We are introduced in the atmosphere of the 70s by a number of newsreels of the period. While the flower power, pop, hippie movements were winning over much of the world with their message of peace and non-violence and with their music times were tough for Northern Ireland where the religious conflict entered in a violent phase which was going to leave more then 3000 people dead on all sides. Terri Hooley comes from a political involved family, his father was an idealistic Communist, and Terri loses an eye as a kid in a hate act. His great passion is however music, and with music he tries to bridge the gaps between communities, to bring together people around good and beauty, to what should be normality in a world of conflict and violence. And then the opportunity shows up, as he discovers the young people trying to escape the constraints of the society but also of the conventional culture and express themselves and their feelings in in the visceral and straight roughness of punk music. Hooley will help the emerging Northern-Irish punk bends record and distribute their music, and transform Belfast in one of the punk capitals of the world. Suddenly the city known in the news only for conflict and violence becomes a point of cultural interest, a stage for new and innovative music which crosses communities, religions, and haircuts.

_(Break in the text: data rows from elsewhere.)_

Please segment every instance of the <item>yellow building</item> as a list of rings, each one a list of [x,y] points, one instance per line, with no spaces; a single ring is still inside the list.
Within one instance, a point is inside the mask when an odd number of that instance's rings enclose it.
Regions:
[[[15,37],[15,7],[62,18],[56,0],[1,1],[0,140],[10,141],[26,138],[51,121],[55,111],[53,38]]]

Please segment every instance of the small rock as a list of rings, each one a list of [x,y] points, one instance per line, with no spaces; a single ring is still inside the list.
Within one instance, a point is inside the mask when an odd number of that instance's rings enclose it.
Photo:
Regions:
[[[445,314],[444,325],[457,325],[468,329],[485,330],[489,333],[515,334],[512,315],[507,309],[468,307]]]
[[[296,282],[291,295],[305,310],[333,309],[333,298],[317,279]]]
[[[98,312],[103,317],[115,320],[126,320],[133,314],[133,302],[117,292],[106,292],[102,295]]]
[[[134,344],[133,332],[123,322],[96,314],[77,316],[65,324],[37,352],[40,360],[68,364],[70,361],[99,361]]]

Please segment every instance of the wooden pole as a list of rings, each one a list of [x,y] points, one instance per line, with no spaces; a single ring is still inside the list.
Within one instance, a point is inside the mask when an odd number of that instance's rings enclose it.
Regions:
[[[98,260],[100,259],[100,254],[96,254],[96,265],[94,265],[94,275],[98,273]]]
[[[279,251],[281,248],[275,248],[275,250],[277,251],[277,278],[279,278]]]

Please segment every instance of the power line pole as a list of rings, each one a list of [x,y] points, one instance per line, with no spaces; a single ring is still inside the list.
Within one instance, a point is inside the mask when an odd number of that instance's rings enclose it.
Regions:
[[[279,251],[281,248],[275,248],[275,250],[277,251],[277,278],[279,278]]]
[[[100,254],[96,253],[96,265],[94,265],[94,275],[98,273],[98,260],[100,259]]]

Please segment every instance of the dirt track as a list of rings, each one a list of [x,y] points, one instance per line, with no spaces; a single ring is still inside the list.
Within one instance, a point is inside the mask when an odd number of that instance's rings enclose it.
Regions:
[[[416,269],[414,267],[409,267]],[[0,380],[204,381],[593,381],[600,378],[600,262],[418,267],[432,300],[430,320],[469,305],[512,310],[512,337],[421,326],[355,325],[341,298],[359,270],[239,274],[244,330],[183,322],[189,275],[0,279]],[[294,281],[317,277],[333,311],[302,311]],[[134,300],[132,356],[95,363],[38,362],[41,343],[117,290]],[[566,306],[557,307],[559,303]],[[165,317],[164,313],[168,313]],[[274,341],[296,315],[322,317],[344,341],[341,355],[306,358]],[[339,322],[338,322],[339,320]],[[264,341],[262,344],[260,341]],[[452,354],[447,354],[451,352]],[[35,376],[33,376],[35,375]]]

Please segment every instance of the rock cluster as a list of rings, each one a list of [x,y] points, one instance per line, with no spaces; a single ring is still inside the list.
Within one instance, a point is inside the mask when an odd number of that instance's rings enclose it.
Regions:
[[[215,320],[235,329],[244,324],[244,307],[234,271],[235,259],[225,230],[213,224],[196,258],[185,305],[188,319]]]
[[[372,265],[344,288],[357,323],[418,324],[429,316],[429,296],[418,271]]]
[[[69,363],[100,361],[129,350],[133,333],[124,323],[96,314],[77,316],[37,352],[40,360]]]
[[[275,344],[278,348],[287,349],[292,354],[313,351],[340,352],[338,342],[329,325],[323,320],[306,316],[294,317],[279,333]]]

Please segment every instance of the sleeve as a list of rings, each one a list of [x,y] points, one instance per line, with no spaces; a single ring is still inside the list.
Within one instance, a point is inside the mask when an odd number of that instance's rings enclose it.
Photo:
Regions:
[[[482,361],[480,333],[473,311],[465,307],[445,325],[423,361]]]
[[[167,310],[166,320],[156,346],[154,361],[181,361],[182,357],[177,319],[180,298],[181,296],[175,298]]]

Good Vibration is a simple and direct film about the power of music, about the capacity of doing good in evil times, about the beauty and necessity of escapism. Actor Richard Dorner draws a passionate portrait of a man who lives for music, who believes that music can bridge and heals. It is not an idealized portrait, as family life falls victim to Hooley's passion, and this aspect is not neglected. It's not a perfect film, some of the supporting characters could have been developed for example, but overall it's, well, a film that passes good vibrations. And there is a lot of music of course, I have never been a fan of punk, but I may become one.

According to the news a few months ago Terri Hooley was attacked and abused in his neighborhood in Belfast. Even if 30 years after the troubles the situation in Norther Ireland is much better than it was, healing and reconciliation may have their chance, sequels of the past still show up and the balance is still fragile. The Good Vibrations shop of Terri Hooley opened and closed a few times. Life has ups and downs, but good sometimes prevails.